Quand le KIRTAN va commencer, HARI-BABA est debout au centre du cercle dont ses disciples forment la circonférence. Ils récitent ensemble quelques mantras, si fort qu’ils font vibrer les murs de la salle. Les bras levés vers le ciel, ils semblent appeler avec toute leur énergie le Pouvoir Divin vers la terre. Puis les chants commencent. D'abord « mezzo vocco » puis le son devient de plus en plus fort et semble vouloir dépasser les limites de la puissance humaine. HARI-BABA est toujours debout au centre. Un disciple lui a passé un gong en laiton et un marteau. HARI-BABA commence à frapper en cadence sur son gong de plus en plus fort. Il utilise d’abord ses mains. ses bras. puis tous les muscles du corps participent à l’effort. Tout en martelant le gong, il danse. Il tourne en cercle. la tête baissée sur le côté comme si le centre de gravité de son corps était déplacé et l’entraînait dans le mouvement. Ses yeux sont fermés. Il semble avoir perdu conscience du monde extérieur.
Les disciples autour de lui dansent en cercle et chantent en chœur avec leur maître sur le même ton de voix en utilisant l'extrême limite du pouvoir des cordes vocales. Leur danse évoque plutôt une danse martiale que celle d’un exercice chorégraphique. Comme leur maître. ils utilisent leurs muscles au maximum de leur capacité. Ils s'accompagnent d’instruments. Presque uniquement des tambours, des gongs et des cymbales.
L'ensemble produit un bruit formidable qui conserve néanmoins une harmonie. Quand le KIRTAN est chanté dans une salle, tout vibre : les murs, les lampes, les meubles. La première fois qu’on l’entend, on a envie de s’enfuir. Les vibrations se transmettent du tympan à la tête, à la cage thoracique jusque dans les pieds. Il semble que la coquille du Corps va se briser. Si l’on résiste à ce premier choc, on s’aperçoit que dans cette puissance, il y a un grand calme. Comme celui d’une majestueuse montagne ou du formidable roulement du tonnerre. ; Les autres méthodes préconisées par HARI-BABA font partie de l’enseignement classique des écoles de BHAKTI : le HARI KATHA (conférences religieuses), le JAPAM ( répétition d’un nom divin), le BHAGAVAT SMARAN (penser constamment à Dieu), la lecture de textes religieux, surtout les PURANAS (BHAGAVAT GITA, BHAGAVAT PURANA ect…)
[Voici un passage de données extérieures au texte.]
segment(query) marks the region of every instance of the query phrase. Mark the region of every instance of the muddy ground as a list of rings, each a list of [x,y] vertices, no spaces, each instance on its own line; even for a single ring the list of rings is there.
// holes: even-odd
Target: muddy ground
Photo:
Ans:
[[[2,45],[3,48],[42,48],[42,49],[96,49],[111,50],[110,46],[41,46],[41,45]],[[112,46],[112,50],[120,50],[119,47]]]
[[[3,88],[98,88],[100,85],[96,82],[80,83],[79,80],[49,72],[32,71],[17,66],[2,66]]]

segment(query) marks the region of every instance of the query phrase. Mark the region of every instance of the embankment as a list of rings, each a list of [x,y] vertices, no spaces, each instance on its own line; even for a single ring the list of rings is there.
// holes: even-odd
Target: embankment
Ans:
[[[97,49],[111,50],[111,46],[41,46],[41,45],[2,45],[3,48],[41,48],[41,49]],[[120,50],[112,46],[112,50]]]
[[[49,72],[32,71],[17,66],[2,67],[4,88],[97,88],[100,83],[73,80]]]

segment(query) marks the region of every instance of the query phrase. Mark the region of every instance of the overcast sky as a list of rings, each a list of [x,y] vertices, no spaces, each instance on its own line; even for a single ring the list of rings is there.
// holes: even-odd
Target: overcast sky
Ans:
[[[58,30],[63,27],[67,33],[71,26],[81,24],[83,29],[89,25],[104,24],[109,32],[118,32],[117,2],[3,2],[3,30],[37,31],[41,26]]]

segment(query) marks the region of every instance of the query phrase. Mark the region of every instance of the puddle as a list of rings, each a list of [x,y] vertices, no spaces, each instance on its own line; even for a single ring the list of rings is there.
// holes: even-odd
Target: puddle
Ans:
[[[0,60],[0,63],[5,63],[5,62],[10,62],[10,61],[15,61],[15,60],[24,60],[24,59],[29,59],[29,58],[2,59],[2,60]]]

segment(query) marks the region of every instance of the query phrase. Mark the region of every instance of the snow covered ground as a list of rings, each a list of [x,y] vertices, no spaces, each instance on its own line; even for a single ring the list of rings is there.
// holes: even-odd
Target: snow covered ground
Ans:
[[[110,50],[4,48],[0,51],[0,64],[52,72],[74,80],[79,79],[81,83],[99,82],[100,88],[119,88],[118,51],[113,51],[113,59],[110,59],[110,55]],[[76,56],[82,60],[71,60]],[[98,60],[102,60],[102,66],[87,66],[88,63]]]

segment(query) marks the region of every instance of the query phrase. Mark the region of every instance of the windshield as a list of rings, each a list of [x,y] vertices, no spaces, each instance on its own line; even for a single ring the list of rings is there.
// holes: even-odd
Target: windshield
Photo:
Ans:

Toutes ces méthodes sont excellentes et partent du même principe : tenter une dérivation de l’affectivité vers les choses divines. ; Ces méthodes sont spécifiquement hindoues car elles s’appuient sur des traditions millénaires et s'adressent à des individus qui sont nés et ont été élevés dans cette atmosphère spéciale de l’hindouisme orthodoxe.
L’occidental moyen croit qu’on peut changer de religion, se convertir. Mais en Inde où la religion est encore une chose vitale, on sourit quand on entend parler de conversion à l’hindouisme. On est en effet convaincu que la religion fait partie intégrante de l’individu, comme sa race et la caste dans laquelle il est né.
Néanmoins, le « sentiment religieux », la « ferveur religieuse », l’ « amour du divin » sont des archétypes communs à toutes les races humaines. Ce ne sont en fait que les détails du rituel, c'est-à-dire les noms et les formes qui créent les barrières, le rideau de fer. Néanmoins ceux-ci sont utiles pour la majorité des humains car pour appréhender l’Infini, il faut passer par un chemin où les noms et les formes servent de jalons.
Souvent, en me promenant dans les rues de Bénarès, de HARDWAR ou de BRINDAVAN ,en assistant à un KIRTAN, un DURGA PUJA ( fête de DURGA) ou à une SHIVA-RATRI (nuit de SHIVA, fête importante), j'ai senti, de façon presque palpable, cette intense ferveur religieuse. Je comprends aussi à quel point il serait absurde de vouloir m’intégrer ou de participer, ne serait-ce que mentalement aux détails d’un rituel. Pourtant, combien de fois j'aurai aimé tendre la main à mes frères derrière le rideau de fer…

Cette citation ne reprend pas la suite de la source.